3.1.a). In verità, dagli atti di causa relativi al caso in esame non risulta una situazione di comproprietà a vantaggio della moglie di C.A.V. perchè non risulta, nè è stato eccepito o dedotto che Cu.Al. fosse coniugato e che, all’epoca del contratto de quo, il regime patrimoniale fosse quello della comunione legale.

3.1.b). In questa sede, poi, non è ammessa ai sensi dell’art. 372 cod. civ., il deposito, per la prima volta di documentazione relativa alla dimostrazione dell’esistenza di un’ipotesi di litisconsorzio necessario, e per tale ragione, la produzione documentale effettuata per la prima volta nel presente giudizio volta a dimostrare che C.V., all’epoca del contratto era coniugato e in regime di comunione legale, è inammissibile e deve essere ritenuta come non prodotta.

4. Con il terzo motivo i ricorrenti lamentano la violazione e falsa applicazione degli artt. 91 e 92 c.p.c. in relazione all’art. 360 c.p.c., n. 3 e artt. 366 e 366 bis c.p.c.. Avrebbe errato la Corte catanese, secondo i ricorrenti, per averli condannati al pagamento delle spese dei due gradi di giudizio che invece dovevano essere poste per intero a carico degli odierni ricorrenti.

3.1. Questo motivo ancorchè infondato è inammissibile perchè non denuncia un vizio della sentenza. D’altra parte, la Corte catanese ha correttamente applicato il principio della soccombenza, e della causalità, considerato che la i corte ha avuto modo di specificare in motivazione che "(…) con riferimento alle spese del presente giudizio le stesse devono essere poste a carico degli appellanti in solido (parte soccombente) ed in favore degli appellati C. L. e L.M.G.. Possono invece compensarsi le spese legali tra gli appellati Cu.Al. e I.C. atteso che gli appellati suddette hanno aderito al presente gravame".

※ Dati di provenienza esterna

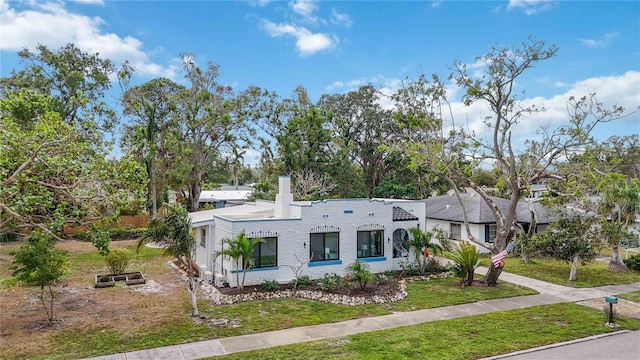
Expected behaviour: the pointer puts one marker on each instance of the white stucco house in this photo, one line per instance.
(326, 235)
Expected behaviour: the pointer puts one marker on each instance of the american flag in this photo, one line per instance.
(497, 259)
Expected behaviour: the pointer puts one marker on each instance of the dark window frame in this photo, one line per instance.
(312, 255)
(367, 253)
(256, 255)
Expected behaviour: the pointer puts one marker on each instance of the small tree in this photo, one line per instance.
(172, 230)
(39, 263)
(571, 238)
(360, 272)
(620, 203)
(240, 249)
(421, 242)
(466, 258)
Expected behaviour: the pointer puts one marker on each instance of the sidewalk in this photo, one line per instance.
(548, 294)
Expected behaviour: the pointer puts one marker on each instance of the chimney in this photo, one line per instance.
(284, 198)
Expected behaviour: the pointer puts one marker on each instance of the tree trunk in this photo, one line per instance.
(616, 263)
(154, 193)
(491, 277)
(46, 308)
(192, 288)
(469, 280)
(574, 267)
(238, 285)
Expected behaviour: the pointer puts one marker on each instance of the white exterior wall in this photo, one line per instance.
(326, 216)
(477, 230)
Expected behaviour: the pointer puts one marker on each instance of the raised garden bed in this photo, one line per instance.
(132, 278)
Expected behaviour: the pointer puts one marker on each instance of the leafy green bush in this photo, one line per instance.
(303, 282)
(117, 260)
(329, 282)
(466, 258)
(360, 273)
(270, 285)
(633, 262)
(434, 267)
(100, 238)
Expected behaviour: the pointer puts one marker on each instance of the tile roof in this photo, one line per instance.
(400, 214)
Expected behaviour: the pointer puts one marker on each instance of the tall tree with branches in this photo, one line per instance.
(172, 231)
(433, 138)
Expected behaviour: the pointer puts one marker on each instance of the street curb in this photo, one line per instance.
(551, 346)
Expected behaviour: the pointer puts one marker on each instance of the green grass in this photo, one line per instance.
(557, 272)
(261, 316)
(631, 296)
(446, 292)
(465, 338)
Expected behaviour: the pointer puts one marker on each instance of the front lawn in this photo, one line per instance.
(471, 337)
(557, 272)
(119, 319)
(631, 296)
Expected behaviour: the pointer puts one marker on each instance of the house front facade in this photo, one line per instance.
(320, 236)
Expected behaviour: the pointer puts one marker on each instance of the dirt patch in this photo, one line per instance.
(79, 306)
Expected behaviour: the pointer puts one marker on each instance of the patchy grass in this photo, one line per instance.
(557, 272)
(446, 292)
(118, 319)
(465, 338)
(631, 296)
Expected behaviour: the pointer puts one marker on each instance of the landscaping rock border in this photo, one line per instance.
(212, 293)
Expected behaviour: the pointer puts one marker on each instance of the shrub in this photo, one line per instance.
(433, 267)
(466, 258)
(360, 272)
(117, 260)
(270, 285)
(633, 262)
(303, 281)
(329, 282)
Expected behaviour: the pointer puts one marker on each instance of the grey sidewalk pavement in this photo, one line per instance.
(548, 294)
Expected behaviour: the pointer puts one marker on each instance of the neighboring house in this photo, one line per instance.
(444, 212)
(325, 236)
(224, 196)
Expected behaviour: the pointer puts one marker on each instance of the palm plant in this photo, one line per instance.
(240, 249)
(421, 242)
(360, 272)
(466, 259)
(172, 230)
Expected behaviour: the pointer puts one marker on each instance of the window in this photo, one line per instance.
(455, 231)
(370, 243)
(203, 237)
(324, 246)
(400, 238)
(490, 232)
(265, 254)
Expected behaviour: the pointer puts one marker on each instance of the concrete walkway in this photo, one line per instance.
(548, 294)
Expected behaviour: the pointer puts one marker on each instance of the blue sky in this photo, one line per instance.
(336, 46)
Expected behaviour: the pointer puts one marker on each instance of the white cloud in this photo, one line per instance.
(603, 41)
(90, 2)
(307, 43)
(611, 90)
(260, 3)
(531, 7)
(340, 18)
(304, 8)
(52, 25)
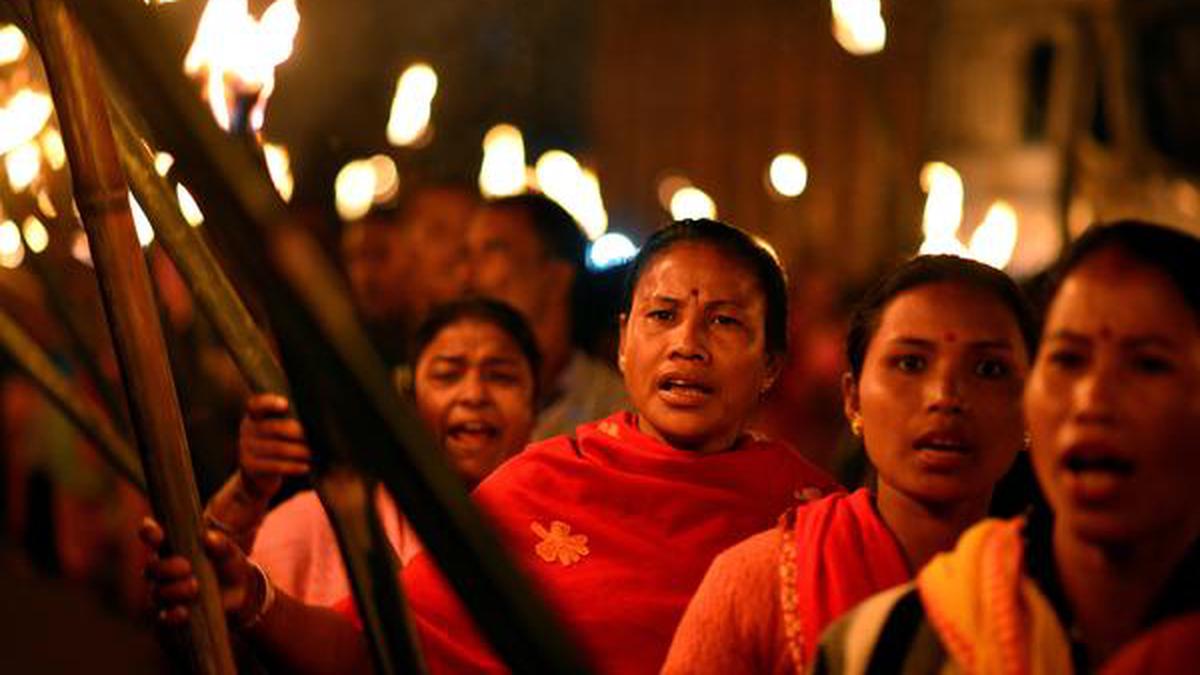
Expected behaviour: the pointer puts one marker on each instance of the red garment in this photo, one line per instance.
(617, 530)
(841, 553)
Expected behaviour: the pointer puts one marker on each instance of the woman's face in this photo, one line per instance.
(474, 390)
(940, 394)
(693, 347)
(1114, 405)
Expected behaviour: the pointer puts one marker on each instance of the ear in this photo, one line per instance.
(850, 404)
(623, 320)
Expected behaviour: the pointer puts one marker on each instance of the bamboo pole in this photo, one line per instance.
(137, 335)
(365, 549)
(89, 418)
(340, 386)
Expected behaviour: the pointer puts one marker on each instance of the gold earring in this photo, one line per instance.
(856, 426)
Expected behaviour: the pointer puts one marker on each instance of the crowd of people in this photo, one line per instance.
(667, 535)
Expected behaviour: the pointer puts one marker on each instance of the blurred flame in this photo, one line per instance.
(37, 238)
(12, 250)
(858, 25)
(162, 163)
(12, 45)
(23, 117)
(789, 174)
(994, 242)
(141, 222)
(237, 54)
(943, 209)
(279, 165)
(354, 190)
(22, 163)
(503, 171)
(577, 190)
(387, 178)
(411, 106)
(53, 150)
(691, 202)
(189, 207)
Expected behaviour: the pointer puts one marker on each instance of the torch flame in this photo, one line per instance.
(994, 242)
(411, 106)
(503, 171)
(691, 202)
(943, 209)
(22, 118)
(237, 54)
(12, 45)
(279, 166)
(858, 25)
(577, 190)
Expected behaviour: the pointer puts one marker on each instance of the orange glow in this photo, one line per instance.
(237, 54)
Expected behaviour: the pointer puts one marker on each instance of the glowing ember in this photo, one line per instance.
(858, 25)
(22, 163)
(943, 209)
(12, 45)
(354, 190)
(23, 117)
(189, 207)
(279, 165)
(37, 238)
(503, 171)
(237, 54)
(691, 202)
(387, 178)
(412, 105)
(577, 190)
(789, 174)
(162, 163)
(994, 242)
(141, 222)
(12, 250)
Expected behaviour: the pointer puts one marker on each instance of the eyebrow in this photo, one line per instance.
(925, 344)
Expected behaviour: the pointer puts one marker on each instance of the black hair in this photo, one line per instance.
(555, 227)
(733, 242)
(923, 270)
(485, 310)
(1170, 251)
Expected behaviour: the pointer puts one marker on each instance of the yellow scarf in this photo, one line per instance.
(989, 616)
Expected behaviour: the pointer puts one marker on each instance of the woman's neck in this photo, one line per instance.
(927, 530)
(1110, 589)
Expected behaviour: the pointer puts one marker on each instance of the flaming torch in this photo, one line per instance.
(237, 54)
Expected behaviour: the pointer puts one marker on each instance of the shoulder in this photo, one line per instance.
(885, 633)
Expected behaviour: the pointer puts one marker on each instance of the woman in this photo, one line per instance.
(474, 387)
(616, 524)
(937, 354)
(1108, 579)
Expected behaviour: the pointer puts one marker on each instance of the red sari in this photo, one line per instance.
(616, 530)
(838, 554)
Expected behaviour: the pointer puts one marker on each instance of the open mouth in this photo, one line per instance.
(684, 390)
(472, 431)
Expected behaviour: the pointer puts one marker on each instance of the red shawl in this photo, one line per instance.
(841, 553)
(617, 530)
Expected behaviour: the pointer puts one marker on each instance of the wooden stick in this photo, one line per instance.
(364, 547)
(132, 318)
(89, 418)
(340, 386)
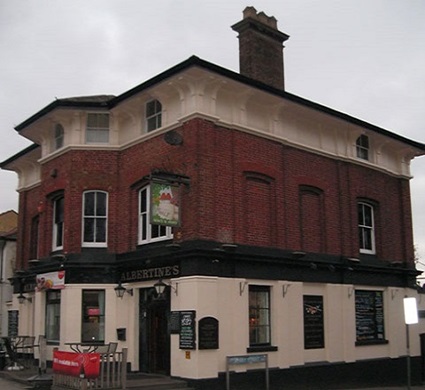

In definitiva, il ricorso va rigettato e i ricorrenti in solido, n ragione del principio di soccombenza ex art. 91 c.p.c. condannati al pagamento delle spese del presente giudizio, a vantaggio di C. L., così come verranno liquidate con il dispositivo.

P.Q.M.

La Corte rigetta il ricorso e condanna i ricorrenti in solido al pagamento delle spese del presente giudizio di cassazione, a favore di C.L. e L.M.G., che liquida in Euro 3000,00 oltre Euro 200,00 per esborsi e oltre spese generali e accessori come per legge.